Little Clara, her brother Fritz, some sibling jealousy, the giving of presents, including a Nutcracker soldier, and toys that come to life form the basis of the story which Tchaikovsky, at the height of his powers, brings to life in one of his finest scores. He arranged the main numbers into a Suite, which is how many of us first heard The Dance of the Sugar Plum Fairy and the others… but an opportunity to see the whole ballet once in one’s life should not be missed.

Many poets visited the Christmas Story in the nineteenth century. Henry Wadsworth Longfellow, of Hiawatha fame, was one of them, and his The Three Kings tells the story with a fine, upright metre and rhyme.

Many writers used Christmas time as a backdrop to their stories, among them none other than Sir Arthur Conan Doyle in one of his delightful Sherlock Holmes stories. The Adventure of the Blue Carbuncle comes from the first group of stories he wrote, The Adventures of Sherlock Holmes. It is, fittingly, a wild-goose chase through London!

Thomas Hardy also wrote an engaging seasonal story, The Thieves Who Couldn’t Stop Sneezing, very early in his career (1877) for The Father Christmas Annual.
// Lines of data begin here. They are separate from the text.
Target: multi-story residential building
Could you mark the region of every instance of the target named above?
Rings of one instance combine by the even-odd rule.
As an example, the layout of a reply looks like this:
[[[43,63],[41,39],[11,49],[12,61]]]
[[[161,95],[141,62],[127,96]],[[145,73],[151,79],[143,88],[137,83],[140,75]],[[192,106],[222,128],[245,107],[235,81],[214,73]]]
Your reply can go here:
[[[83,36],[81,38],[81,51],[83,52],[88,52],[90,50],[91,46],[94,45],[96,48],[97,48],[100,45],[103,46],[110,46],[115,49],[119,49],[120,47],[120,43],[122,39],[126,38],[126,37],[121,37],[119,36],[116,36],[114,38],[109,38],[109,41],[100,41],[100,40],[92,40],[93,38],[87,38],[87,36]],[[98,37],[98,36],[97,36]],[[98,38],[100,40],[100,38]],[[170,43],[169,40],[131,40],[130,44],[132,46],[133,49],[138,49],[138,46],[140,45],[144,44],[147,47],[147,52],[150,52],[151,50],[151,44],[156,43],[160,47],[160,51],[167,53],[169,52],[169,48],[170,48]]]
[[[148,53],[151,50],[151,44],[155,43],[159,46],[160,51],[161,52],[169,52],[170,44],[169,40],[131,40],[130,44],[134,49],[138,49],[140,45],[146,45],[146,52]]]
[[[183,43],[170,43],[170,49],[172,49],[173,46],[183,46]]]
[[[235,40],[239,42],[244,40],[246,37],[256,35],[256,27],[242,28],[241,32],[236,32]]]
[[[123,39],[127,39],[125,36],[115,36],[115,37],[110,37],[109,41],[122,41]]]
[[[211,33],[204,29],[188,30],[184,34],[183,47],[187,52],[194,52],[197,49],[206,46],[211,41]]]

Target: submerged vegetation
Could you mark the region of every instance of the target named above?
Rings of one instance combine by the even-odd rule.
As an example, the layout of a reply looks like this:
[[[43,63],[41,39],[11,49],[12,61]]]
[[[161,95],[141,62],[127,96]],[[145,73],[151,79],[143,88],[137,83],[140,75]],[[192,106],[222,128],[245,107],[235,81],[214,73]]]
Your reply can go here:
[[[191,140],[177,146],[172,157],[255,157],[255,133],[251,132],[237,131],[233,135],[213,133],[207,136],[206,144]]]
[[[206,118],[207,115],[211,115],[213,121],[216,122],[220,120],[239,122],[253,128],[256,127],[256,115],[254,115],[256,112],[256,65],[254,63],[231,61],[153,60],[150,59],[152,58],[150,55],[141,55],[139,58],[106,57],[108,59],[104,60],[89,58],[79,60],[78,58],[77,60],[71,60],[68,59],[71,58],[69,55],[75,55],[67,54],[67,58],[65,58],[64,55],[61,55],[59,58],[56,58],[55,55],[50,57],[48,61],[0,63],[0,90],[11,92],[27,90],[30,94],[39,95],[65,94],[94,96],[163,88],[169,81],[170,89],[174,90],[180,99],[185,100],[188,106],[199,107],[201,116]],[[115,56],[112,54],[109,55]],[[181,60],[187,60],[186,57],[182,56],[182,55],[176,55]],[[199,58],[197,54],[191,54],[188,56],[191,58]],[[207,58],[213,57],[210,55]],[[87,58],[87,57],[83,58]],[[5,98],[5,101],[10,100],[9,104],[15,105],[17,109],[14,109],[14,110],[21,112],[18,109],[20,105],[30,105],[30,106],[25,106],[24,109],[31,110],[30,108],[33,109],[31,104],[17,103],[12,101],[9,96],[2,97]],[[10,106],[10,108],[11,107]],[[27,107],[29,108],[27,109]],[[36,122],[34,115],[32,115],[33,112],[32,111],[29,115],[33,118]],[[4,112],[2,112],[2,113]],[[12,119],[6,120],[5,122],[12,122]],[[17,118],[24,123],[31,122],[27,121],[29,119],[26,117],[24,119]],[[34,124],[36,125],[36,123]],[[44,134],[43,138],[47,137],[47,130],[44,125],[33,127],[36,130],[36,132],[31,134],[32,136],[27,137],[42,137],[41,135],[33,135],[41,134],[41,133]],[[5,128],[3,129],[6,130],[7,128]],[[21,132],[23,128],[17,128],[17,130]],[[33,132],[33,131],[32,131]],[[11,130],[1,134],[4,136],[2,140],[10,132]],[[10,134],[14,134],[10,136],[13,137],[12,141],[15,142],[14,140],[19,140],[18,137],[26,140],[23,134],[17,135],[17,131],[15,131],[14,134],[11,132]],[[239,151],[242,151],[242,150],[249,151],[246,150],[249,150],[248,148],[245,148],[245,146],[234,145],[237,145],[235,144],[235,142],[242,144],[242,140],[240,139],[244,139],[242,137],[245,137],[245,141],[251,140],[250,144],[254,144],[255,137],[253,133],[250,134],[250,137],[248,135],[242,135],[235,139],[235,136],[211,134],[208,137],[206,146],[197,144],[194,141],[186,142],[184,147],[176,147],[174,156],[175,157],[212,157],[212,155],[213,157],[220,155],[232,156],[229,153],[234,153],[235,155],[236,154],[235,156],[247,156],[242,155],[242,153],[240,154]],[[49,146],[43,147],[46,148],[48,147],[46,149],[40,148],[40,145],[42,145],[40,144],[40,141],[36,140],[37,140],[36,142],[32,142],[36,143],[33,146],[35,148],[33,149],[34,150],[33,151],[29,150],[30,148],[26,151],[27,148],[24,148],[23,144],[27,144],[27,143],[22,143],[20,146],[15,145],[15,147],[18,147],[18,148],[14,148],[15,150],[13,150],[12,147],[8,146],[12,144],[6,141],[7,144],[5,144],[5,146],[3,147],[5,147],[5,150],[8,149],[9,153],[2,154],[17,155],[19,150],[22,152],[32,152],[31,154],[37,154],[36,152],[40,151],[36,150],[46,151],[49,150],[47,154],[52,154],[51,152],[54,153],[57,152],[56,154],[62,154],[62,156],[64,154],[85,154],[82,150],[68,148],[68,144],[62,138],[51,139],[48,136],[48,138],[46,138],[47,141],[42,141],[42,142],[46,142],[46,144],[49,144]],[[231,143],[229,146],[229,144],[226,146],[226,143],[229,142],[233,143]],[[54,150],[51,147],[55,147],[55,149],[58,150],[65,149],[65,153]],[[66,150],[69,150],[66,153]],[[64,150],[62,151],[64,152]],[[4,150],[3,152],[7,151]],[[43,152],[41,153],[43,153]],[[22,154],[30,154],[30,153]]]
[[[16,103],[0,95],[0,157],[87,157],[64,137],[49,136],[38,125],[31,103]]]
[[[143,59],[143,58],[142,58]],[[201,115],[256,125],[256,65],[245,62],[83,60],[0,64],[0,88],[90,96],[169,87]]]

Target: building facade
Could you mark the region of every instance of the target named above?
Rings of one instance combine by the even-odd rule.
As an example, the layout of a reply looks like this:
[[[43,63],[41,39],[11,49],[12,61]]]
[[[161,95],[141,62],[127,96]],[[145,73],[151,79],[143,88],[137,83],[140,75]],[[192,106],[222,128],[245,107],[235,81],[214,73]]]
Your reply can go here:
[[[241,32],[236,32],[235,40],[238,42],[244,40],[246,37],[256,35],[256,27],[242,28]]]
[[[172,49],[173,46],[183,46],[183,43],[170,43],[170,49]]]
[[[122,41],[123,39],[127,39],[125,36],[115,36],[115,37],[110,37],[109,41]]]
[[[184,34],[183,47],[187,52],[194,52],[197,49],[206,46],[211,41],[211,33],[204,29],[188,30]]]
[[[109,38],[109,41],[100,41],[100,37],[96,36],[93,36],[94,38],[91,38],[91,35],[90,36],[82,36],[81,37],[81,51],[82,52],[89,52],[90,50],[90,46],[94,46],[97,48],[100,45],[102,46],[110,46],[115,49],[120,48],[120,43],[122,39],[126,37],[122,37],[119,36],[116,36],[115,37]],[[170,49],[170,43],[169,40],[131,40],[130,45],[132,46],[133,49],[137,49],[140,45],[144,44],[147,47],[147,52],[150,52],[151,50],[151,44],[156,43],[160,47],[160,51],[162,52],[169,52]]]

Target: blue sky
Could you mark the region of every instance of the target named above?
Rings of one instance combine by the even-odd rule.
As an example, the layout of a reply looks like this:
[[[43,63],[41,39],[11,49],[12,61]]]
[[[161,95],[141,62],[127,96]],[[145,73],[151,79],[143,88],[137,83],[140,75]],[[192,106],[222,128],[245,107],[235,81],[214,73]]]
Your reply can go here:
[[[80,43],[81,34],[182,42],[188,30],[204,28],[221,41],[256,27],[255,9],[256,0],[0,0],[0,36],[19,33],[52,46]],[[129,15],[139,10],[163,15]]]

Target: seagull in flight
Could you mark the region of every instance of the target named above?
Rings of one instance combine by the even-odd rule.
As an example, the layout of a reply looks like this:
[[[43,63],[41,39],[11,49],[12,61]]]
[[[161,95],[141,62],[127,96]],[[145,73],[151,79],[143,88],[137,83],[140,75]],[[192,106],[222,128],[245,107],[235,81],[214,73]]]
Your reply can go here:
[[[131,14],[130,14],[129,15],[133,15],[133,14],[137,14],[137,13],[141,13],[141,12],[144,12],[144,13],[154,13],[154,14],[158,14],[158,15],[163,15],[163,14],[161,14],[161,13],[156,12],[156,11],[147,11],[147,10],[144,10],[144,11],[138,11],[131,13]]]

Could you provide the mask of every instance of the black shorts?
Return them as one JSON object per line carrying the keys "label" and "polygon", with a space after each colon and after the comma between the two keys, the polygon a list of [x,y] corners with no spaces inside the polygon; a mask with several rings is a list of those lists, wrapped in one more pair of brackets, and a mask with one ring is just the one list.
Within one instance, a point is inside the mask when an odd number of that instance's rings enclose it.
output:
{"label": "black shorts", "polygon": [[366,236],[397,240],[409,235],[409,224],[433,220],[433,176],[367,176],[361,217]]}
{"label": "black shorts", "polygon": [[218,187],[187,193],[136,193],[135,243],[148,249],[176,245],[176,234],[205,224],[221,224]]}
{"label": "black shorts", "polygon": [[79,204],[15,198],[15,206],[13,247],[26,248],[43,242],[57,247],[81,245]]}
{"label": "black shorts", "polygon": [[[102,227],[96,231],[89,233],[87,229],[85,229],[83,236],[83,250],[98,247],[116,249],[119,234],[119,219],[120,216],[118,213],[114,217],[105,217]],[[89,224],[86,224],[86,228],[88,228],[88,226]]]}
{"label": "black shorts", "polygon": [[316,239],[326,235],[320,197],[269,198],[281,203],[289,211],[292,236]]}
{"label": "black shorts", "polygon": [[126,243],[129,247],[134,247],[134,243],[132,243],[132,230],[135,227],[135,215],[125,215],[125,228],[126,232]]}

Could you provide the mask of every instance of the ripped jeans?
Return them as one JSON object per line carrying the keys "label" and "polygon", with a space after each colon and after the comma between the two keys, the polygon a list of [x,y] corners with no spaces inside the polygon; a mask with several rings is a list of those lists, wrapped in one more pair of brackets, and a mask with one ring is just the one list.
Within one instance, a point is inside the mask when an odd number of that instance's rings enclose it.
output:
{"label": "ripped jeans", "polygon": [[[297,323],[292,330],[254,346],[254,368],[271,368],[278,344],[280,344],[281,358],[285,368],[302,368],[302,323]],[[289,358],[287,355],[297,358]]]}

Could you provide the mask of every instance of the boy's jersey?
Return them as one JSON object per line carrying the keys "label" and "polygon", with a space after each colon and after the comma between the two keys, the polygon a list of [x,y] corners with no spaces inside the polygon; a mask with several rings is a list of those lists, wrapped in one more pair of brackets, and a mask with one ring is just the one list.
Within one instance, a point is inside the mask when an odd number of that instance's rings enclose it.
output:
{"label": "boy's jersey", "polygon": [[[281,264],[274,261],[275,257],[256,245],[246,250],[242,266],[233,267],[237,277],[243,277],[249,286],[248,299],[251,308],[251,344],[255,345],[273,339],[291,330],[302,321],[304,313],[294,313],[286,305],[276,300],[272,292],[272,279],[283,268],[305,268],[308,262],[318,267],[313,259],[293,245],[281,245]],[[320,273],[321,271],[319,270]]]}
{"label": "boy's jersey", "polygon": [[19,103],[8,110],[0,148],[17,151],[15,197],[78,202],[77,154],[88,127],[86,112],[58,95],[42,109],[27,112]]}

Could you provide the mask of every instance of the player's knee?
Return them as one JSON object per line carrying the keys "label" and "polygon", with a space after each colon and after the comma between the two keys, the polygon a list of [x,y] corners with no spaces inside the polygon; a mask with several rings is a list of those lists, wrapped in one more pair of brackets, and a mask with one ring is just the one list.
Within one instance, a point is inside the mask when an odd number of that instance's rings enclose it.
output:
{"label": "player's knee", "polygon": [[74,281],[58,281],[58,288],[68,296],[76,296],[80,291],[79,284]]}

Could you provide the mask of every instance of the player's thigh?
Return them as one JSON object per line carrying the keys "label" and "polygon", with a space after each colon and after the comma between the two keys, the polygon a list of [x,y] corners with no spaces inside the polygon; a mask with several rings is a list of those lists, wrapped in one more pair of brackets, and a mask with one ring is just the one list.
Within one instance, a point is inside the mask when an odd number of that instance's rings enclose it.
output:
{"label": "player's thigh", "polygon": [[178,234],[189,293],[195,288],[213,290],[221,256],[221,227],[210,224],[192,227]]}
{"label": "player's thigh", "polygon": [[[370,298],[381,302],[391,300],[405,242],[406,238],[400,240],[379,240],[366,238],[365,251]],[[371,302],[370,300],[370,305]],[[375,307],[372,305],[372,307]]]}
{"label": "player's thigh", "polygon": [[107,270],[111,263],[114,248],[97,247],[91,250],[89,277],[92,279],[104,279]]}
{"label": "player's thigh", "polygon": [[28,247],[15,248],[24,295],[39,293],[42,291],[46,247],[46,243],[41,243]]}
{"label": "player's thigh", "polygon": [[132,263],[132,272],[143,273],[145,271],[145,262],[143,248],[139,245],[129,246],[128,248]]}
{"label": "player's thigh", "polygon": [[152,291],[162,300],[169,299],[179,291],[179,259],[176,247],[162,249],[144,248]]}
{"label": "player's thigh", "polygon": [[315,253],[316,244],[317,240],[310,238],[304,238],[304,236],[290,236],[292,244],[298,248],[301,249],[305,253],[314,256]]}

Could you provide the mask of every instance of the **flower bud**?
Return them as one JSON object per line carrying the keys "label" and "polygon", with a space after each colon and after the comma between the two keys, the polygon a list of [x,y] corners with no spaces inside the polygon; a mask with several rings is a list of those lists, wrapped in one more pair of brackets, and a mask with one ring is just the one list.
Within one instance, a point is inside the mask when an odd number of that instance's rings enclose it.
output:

One can just imagine the family sitting by the fireside after the big Christmas lunch, and listening as one member of the family read the story – set in the Wessex countryside he knew so well. By this time, he was already making his mark as a writer: one of his greatest achievements, Far From the Madding Crowd was published three years earlier. The Thieves Who Couldn’t Stop Sneezing was probably an enjoyable diversion for Hardy from the serious and much longer novels.

A Kidnapped Santa Claus, however, was very much in the home style of L. Frank Baum, the author of The Wizard of Oz. It is often forgotten that the phenomenon of Harry Potter was not the first remarkably popular world hit in junior literature. The Wizard of Oz (and some of its sequels) also notched up exceptional sales around the world. A Kidnapped Santa Claus, fun fantasy, is actually a sequel to the first novel Baum wrote on the theme, The Life and Adventures of Santa Claus where he charts his hero’s life from being a foundling in the forest to becoming all children’s favourite uncle. The sequel has the advantage of brevity.

The prolific Scottish nineteenth century writer Andrew Lang translated Homer and wrote novels, but he is best remembered now for his collections of books for younger readers, especially his nine volumes of fairy tales named after a colour, such as The Lilac Fairy Book and the Orange Fairy Book. The Story of Frost comes from The Yellow Fairy Book, first published in 1894.

Few winter stories are more affecting that Hans Christian Andersen’s The Little Match Girl. Written in 1848, and strictly speaking a New Year’s Eve story, it showed then and now so clearly that the Christmas holidays do not represent fireside, food and presents for all. It never fails to move, yet somehow avoids serious sentimentality.

Finally, another poem, this time with a contemporary swing, Benjamin Zephaniah (a vegetarian himself) brings a touch of reality to the festivities with Talking Turkeys.